To claim that Carney and his government are progressive and govern for working people beggars belief, as is also the case when it comes to British PM Keir Starmer. A Globe and Mail report informed that "much of the discussion revolved around how to tackle the rise of the far-right and deal with U.S. President Donald Trump." Starmer referenced a large "far-right" rally that took place in London earlier in September claiming the significance of the rally was that participants espoused a "poisonous belief" in "a coming struggle, a defining struggle, a violent struggle for the nation, for all our nations." In a reference to Nazi Germany, Starmer added, "And you don't have to be a great historian to know where that kind of poison ends up."

This is how the extreme pay-the-rich policies, militarization of the economy, war preparations and use of police powers and violence to silence dissent are portrayed as progressive. Starmer is mistaken in his belief that the long history of the British state's collaboration with the Nazis and its use of state-organized racism against the Irish, peoples from Africa, the Caribbean and Asia to divide the people and keep themselves in power, emulated in Canada, the U.S. and elsewhere is forgotten.

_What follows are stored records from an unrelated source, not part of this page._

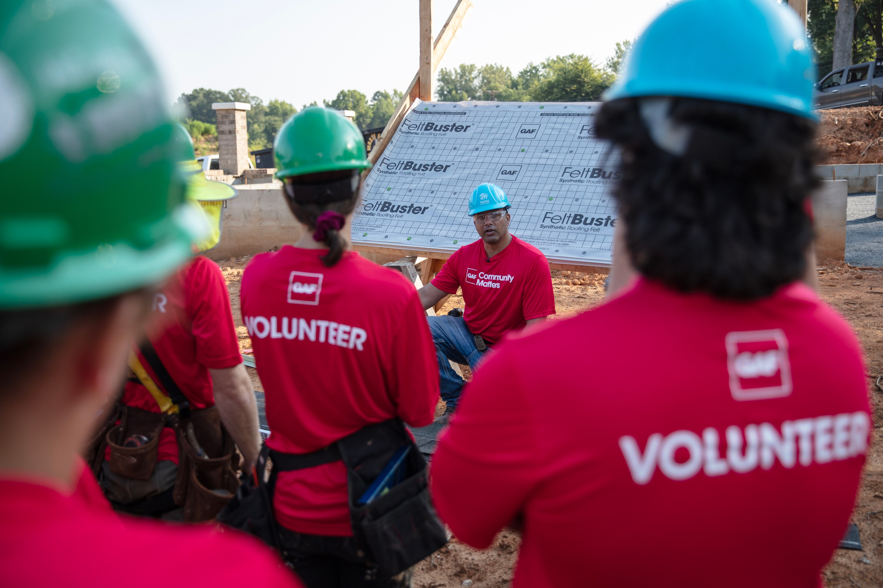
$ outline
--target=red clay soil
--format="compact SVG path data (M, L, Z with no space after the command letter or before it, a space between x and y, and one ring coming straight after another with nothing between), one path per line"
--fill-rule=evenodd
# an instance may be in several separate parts
M816 112L820 119L816 138L822 158L819 163L883 163L883 108Z
M849 112L870 111L849 108ZM823 116L836 115L837 124L846 109L823 111ZM840 115L837 115L840 113ZM859 115L852 115L858 117ZM846 124L844 123L844 124ZM849 123L858 126L857 124ZM878 136L883 121L878 121ZM883 150L883 145L881 145ZM870 151L870 150L869 150ZM883 160L883 151L879 156ZM840 163L841 161L838 161ZM846 161L843 161L844 163ZM852 161L854 162L854 161ZM227 280L240 349L251 347L248 333L239 313L239 282L249 257L219 262ZM600 274L553 272L556 320L572 316L603 301L603 280ZM883 587L883 390L876 387L883 375L883 270L857 270L845 264L819 269L820 294L852 325L864 350L867 364L868 395L874 406L875 428L872 432L868 461L850 522L858 525L864 551L838 549L824 570L826 588ZM463 308L463 298L451 296L440 314ZM263 390L254 369L249 368L256 390ZM883 380L881 380L883 384ZM811 517L811 513L807 513ZM488 549L479 551L451 538L445 547L417 564L415 588L453 588L472 585L502 587L510 584L521 537L504 530Z

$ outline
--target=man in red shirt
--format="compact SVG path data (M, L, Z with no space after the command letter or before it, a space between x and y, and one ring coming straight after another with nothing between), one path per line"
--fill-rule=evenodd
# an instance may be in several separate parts
M4 2L0 79L0 584L293 588L252 539L118 517L79 456L203 229L148 54L102 0Z
M509 232L509 198L483 183L469 199L469 214L481 238L452 255L430 284L419 289L426 309L463 289L463 316L429 316L442 379L445 417L456 409L464 381L449 360L473 369L510 331L555 314L552 276L546 257Z
M855 336L800 281L812 79L766 0L675 4L639 37L596 121L638 275L502 346L434 456L457 537L523 525L513 585L820 585L871 418Z
M175 139L178 165L187 177L188 197L200 203L212 229L198 245L200 251L208 251L221 238L221 205L235 197L236 190L206 180L190 135L180 124L175 125ZM242 365L230 295L217 264L197 256L154 294L147 338L152 350L143 345L135 350L135 357L130 360L137 361L135 373L126 382L120 403L156 413L171 409L170 383L145 356L145 351L155 354L154 361L162 364L180 390L189 405L187 410L206 409L216 403L221 422L245 458L243 468L251 470L260 449L257 406L251 378ZM140 379L140 369L147 372L147 382ZM158 390L151 393L145 383ZM206 444L210 440L198 441ZM172 496L178 477L178 443L170 426L160 434L156 465L148 480L115 473L109 459L108 448L99 477L116 508L165 518L183 514L176 509Z

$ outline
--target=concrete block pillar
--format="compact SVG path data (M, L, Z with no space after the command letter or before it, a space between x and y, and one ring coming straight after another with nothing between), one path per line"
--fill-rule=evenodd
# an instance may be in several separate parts
M877 218L883 219L883 175L877 176Z
M823 181L812 195L816 257L819 261L846 259L846 180Z
M242 175L248 169L248 129L245 102L215 102L212 108L218 117L218 160L224 174Z

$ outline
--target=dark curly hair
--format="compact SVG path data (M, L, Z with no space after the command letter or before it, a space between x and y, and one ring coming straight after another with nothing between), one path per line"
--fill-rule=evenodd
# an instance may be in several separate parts
M798 279L812 239L804 208L815 123L751 106L673 98L691 129L683 155L659 148L640 99L607 102L598 136L622 156L615 190L626 247L644 276L680 292L751 301Z

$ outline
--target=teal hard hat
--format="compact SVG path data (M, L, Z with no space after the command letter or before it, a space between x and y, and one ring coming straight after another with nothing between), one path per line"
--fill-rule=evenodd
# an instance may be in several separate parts
M772 0L683 0L635 42L604 100L683 96L812 117L816 70L796 13Z
M494 183L479 184L469 197L469 216L498 208L508 210L511 207L512 205L509 204L509 198L506 197L506 192Z

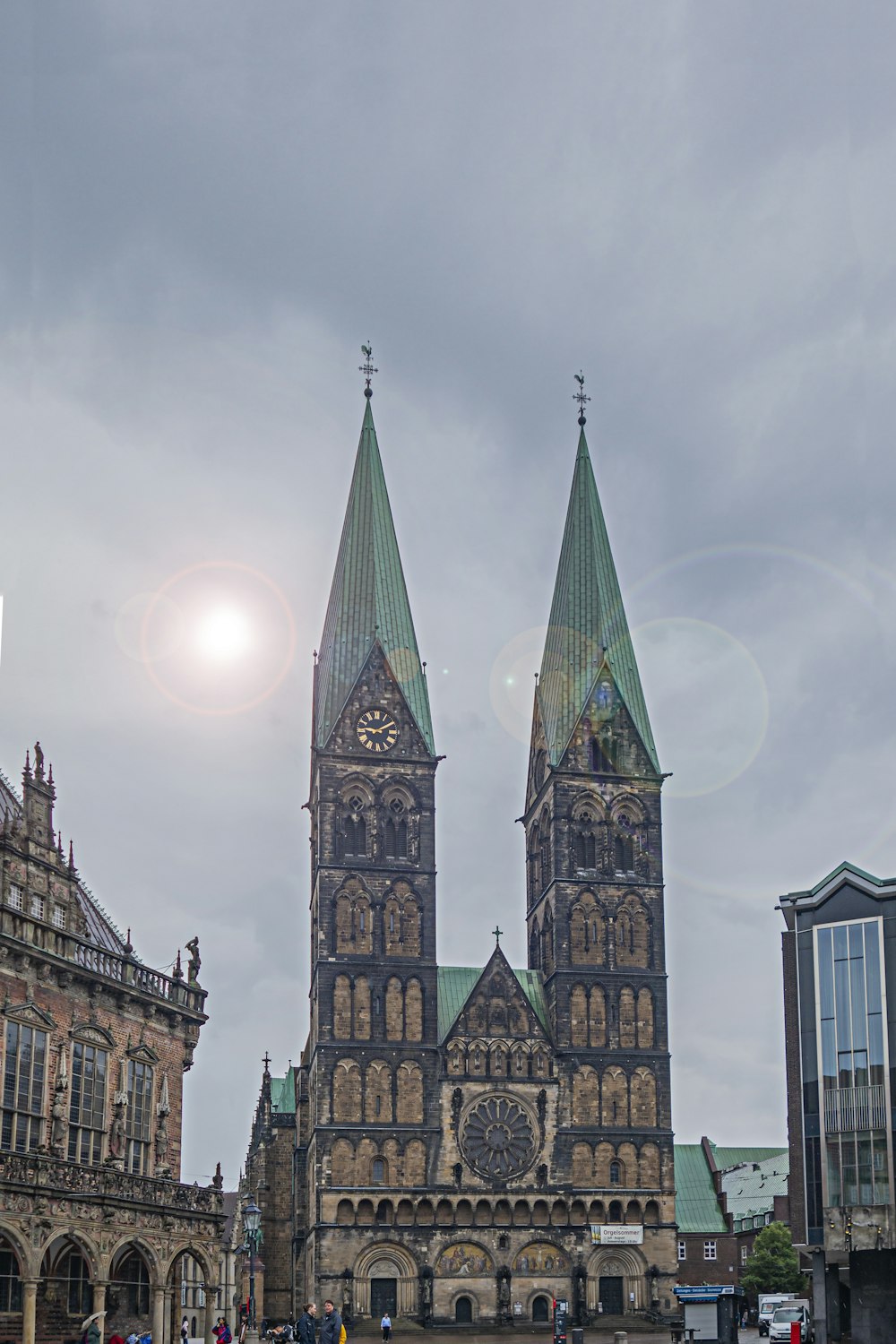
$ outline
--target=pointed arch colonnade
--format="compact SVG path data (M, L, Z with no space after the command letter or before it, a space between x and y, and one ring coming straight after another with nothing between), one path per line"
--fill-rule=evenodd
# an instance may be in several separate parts
M97 1211L99 1212L99 1211ZM117 1212L117 1211L116 1211ZM197 1266L204 1308L191 1308L200 1335L215 1344L218 1263L203 1239L153 1242L133 1230L99 1232L50 1227L35 1245L0 1215L0 1337L35 1344L79 1336L93 1312L106 1312L105 1335L152 1329L153 1344L175 1344L181 1316L184 1257ZM203 1320L204 1317L204 1320Z

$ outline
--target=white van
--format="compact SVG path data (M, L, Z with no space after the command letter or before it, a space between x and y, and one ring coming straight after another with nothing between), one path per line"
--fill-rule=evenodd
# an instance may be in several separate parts
M759 1333L767 1335L771 1318L785 1302L793 1302L795 1293L760 1293L759 1294Z
M802 1298L785 1302L783 1306L775 1310L768 1325L768 1344L790 1344L791 1327L797 1321L799 1322L799 1344L811 1344L811 1314L809 1312L809 1302Z

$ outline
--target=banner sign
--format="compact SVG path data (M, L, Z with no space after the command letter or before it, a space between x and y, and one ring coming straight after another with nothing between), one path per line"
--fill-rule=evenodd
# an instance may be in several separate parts
M627 1223L591 1223L592 1246L641 1246L643 1227Z

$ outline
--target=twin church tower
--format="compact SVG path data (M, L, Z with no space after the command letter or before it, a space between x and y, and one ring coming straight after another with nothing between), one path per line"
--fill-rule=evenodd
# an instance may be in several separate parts
M439 757L369 376L365 395L314 668L310 1035L257 1117L292 1125L294 1099L266 1302L289 1232L292 1305L332 1297L349 1317L668 1310L662 775L584 415L525 781L528 966L488 910L477 965L441 966Z

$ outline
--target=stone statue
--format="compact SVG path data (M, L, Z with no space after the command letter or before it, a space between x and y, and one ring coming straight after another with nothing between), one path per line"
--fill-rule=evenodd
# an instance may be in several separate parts
M56 1066L56 1081L52 1089L52 1124L50 1126L50 1152L54 1157L66 1156L69 1140L69 1122L66 1117L66 1094L69 1091L69 1073L66 1068L66 1047L59 1046L59 1063Z
M125 1106L128 1097L125 1093L116 1093L111 1109L111 1125L109 1126L109 1157L114 1163L121 1163L125 1156Z
M66 1121L66 1089L59 1087L56 1078L56 1094L52 1099L52 1125L50 1129L50 1152L54 1157L66 1156L66 1140L69 1137L69 1124Z
M187 952L189 953L189 965L187 966L187 981L191 985L199 984L199 968L203 961L199 956L199 937L191 938L187 943Z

Meanwhile, Carney presented his government to the conference as having won the election because of "growing unease" about "loss of control" over such things as inflation and immigration. "Our election and what Canadians were feeling, like in many electorates but in a slightly different way, was a sense of loss of control. That's what happens when inflation is too high, that's what happens when there is a sense that migration isn't being adequately managed," he said.

He described his government's priorities as fighting U.S. tariffs, supporting workers and building the economy. "People want and deserve that positive agenda, it's not engaging on the turf of the more negative agenda," he said.

One wonders what is progressive about a government that is fundamentally negating rights as it does in Bill C-2, runs roughshod over environmental regulations and the people's right to decide if and how natural resources are to be extracted and used as it does in Bill C-5, has a housing scheme based on pay-the-rich schemes, not guaranteeing the right to housing, uses dictate against workers defending their rights, plans massive layoffs of the public service workers, among other aspects of the Carney government's agenda.

Carney's latest trip abroad confirms that working people must prepare for the future the Carney government is creating. Defence of rights and opposition to the government's anti-social, anti-national and pro-war agenda is the order of the day.